Purpose : Type 2 diabetes is known to cause changes in corneal stiffness, wound repair and a number of other factors. Previous studies showed that glycosylation of P2X7 and pannexin-1 affects the targeting of these proteins to the plasma membrane. Our lab has demonstrated not only the attenuation in localization of pannexin-1 and P2X7 at the leading edge of a wound in pre-type 2 diabetic mice but also increased P2X7, Bcl2, and Ki67 expression in epithelium from human diabetic corneas compared to age-matched controls. We hypothesize that dysregulation of epithelia may depend on proliferation, glycosylation and localization of P2X7 and pannexin-1 and our goal is to evaluate it in a number of diabetic models.
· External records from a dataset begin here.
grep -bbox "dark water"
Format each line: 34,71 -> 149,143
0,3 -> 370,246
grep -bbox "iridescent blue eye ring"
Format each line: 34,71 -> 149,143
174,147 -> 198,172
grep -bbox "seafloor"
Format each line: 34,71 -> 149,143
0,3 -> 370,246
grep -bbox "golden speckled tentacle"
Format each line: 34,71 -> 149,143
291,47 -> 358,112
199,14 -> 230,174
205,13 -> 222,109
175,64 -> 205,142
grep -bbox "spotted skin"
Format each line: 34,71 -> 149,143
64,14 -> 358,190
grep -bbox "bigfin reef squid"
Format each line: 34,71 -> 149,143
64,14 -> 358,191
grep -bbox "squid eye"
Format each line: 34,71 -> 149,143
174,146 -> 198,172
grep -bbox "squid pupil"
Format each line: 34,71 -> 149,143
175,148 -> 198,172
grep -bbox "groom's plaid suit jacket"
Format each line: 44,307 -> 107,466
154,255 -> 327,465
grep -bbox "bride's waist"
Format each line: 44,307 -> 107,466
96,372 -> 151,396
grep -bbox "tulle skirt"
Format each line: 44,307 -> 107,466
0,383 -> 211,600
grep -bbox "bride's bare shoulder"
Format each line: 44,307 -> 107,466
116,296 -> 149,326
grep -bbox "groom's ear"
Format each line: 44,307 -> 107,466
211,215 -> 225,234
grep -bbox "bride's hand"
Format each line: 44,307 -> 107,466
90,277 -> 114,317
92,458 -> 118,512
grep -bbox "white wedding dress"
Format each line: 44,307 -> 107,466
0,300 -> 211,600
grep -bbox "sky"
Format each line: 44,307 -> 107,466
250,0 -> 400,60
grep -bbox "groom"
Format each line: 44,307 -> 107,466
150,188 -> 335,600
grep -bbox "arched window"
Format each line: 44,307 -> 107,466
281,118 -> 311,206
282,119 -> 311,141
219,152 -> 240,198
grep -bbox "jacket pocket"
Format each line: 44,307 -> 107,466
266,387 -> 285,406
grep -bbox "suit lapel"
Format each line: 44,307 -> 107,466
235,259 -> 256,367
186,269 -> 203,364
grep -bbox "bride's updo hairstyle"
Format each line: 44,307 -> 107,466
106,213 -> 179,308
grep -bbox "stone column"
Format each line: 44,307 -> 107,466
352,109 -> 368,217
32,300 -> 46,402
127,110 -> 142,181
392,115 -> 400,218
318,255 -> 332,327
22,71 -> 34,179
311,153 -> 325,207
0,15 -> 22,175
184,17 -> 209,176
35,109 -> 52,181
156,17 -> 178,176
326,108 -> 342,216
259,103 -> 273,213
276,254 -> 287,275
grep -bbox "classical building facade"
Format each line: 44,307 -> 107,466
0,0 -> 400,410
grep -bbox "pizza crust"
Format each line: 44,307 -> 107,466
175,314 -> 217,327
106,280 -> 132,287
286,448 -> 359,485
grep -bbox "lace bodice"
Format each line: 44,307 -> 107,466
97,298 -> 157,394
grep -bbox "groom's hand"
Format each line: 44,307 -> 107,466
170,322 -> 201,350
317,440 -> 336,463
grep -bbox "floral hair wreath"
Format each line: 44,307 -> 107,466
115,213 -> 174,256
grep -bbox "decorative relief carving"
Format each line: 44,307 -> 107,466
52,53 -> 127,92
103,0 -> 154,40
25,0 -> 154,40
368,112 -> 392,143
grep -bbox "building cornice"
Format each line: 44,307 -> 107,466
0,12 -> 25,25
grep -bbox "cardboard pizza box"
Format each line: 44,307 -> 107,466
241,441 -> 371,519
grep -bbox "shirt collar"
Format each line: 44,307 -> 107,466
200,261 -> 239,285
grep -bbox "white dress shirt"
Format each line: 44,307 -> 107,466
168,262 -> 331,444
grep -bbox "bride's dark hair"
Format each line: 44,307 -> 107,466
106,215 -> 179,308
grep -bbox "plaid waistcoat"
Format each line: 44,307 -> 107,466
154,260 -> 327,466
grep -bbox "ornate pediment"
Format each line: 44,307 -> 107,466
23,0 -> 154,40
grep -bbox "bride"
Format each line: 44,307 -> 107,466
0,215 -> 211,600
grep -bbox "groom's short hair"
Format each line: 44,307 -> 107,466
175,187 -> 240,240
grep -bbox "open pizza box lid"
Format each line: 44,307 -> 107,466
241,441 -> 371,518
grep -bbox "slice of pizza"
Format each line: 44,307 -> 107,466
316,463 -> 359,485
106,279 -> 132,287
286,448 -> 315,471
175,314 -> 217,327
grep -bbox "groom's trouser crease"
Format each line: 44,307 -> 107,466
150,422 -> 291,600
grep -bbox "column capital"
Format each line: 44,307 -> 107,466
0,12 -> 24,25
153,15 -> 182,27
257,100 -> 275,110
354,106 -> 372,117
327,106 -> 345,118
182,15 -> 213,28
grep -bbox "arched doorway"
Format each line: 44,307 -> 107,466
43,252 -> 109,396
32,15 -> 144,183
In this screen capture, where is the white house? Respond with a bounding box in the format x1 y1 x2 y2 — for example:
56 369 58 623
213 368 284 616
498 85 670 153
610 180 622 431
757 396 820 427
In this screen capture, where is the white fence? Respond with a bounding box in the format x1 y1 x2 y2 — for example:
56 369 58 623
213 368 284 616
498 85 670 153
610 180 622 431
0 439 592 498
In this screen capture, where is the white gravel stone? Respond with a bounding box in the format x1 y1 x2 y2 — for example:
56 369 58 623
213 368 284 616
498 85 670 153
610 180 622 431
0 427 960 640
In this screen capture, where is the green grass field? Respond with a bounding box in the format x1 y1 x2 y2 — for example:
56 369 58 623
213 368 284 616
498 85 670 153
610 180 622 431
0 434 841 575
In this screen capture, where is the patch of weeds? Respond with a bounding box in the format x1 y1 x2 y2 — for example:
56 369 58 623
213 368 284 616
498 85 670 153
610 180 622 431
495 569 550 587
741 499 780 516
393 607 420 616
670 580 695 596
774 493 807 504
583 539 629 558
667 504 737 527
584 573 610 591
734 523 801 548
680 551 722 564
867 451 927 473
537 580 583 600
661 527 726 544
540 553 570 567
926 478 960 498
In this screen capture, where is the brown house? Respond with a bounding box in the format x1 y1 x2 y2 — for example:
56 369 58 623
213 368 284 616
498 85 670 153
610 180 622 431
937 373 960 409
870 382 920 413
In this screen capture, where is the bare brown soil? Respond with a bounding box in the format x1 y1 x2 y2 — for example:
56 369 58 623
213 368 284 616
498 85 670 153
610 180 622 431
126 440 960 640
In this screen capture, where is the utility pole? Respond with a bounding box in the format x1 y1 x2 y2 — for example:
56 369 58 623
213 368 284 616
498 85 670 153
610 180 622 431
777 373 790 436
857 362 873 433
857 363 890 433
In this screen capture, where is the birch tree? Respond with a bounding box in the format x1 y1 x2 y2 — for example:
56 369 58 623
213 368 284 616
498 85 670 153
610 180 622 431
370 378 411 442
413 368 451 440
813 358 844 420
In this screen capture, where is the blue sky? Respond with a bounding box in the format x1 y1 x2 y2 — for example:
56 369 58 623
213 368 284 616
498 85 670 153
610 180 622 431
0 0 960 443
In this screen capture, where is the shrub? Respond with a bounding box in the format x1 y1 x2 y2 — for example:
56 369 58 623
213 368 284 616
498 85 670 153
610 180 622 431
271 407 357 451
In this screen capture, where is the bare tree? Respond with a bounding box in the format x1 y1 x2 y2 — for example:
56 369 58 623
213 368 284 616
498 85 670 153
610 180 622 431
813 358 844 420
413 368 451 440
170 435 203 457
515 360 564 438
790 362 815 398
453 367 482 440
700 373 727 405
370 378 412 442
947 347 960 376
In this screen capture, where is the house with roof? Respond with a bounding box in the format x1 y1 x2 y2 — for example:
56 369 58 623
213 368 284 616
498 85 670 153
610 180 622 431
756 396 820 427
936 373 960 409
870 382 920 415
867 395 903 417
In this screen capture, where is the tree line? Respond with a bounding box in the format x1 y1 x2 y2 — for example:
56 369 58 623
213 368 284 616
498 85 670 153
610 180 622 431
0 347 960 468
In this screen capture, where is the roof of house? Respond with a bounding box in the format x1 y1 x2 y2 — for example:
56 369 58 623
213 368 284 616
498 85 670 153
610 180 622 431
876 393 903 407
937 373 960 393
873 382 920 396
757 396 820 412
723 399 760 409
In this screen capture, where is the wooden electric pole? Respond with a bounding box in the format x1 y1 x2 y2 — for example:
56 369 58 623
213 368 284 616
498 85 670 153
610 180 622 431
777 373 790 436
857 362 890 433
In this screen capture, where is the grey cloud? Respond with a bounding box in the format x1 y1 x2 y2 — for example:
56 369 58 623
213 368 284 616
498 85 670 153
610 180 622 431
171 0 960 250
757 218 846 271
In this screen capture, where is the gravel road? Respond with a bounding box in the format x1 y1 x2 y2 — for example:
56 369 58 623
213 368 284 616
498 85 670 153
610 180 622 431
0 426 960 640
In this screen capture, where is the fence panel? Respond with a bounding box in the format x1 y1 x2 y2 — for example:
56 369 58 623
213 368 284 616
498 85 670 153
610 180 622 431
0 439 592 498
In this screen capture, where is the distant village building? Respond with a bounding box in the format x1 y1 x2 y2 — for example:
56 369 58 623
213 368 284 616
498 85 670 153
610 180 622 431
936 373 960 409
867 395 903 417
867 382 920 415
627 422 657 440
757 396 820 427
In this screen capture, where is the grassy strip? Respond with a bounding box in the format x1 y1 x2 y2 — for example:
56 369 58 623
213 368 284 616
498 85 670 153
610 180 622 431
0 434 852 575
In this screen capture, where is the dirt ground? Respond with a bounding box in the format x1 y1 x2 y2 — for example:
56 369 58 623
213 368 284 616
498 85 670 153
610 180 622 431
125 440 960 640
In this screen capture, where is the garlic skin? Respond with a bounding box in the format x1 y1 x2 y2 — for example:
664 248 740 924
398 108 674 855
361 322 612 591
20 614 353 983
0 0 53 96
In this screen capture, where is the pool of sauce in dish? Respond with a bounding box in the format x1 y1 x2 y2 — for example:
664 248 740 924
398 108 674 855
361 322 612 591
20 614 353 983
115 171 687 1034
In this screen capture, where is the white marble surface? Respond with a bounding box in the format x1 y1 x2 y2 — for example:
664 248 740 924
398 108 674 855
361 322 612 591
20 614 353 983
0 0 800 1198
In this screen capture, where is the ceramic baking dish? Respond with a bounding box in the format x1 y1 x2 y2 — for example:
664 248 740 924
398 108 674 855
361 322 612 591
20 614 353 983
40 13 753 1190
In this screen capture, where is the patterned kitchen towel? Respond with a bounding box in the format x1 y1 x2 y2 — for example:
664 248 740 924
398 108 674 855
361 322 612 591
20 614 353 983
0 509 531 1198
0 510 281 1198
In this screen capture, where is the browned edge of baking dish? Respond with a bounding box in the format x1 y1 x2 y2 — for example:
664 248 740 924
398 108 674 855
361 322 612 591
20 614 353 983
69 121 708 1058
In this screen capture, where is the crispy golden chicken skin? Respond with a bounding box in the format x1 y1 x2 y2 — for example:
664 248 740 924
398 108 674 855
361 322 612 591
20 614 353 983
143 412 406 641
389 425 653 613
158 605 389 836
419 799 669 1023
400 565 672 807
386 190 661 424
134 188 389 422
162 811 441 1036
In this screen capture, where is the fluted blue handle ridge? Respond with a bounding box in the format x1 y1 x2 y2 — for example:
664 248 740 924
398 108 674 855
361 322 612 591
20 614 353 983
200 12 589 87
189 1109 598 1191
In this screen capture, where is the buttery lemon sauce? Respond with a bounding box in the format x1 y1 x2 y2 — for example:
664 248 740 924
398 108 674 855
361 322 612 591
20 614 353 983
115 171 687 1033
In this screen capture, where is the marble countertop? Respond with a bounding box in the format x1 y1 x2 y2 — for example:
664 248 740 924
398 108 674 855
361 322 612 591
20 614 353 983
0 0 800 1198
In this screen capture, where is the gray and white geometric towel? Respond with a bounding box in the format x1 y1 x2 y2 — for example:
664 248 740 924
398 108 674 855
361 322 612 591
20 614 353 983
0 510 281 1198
Methods : To analyze proliferation, intact eyes from male control and NONcNZO10/LtJ (NON) diabetic mice (12 weeks) were assessed, along with human primary, human primary diabetic, and human corneal limbal epithelial (HCLE) cultures. H and E stains are performed on islet cells. Subconfluent control cultures were also stimulated with high glucose or mannitol for 24 to 48 hours. Edu Assays (Abcam) were performed on cells and tissue, counter stained with DAPI and imaged using confocal microscopy and analyzed using the freeware Cell Prolifer. Cells were analyzed for changes in glycosylation using tunicamycin and PNGase F, and analyzed via silver stain, glycosylation assay, and western blot analysis. Protein localization was observed using immunohistochemistry.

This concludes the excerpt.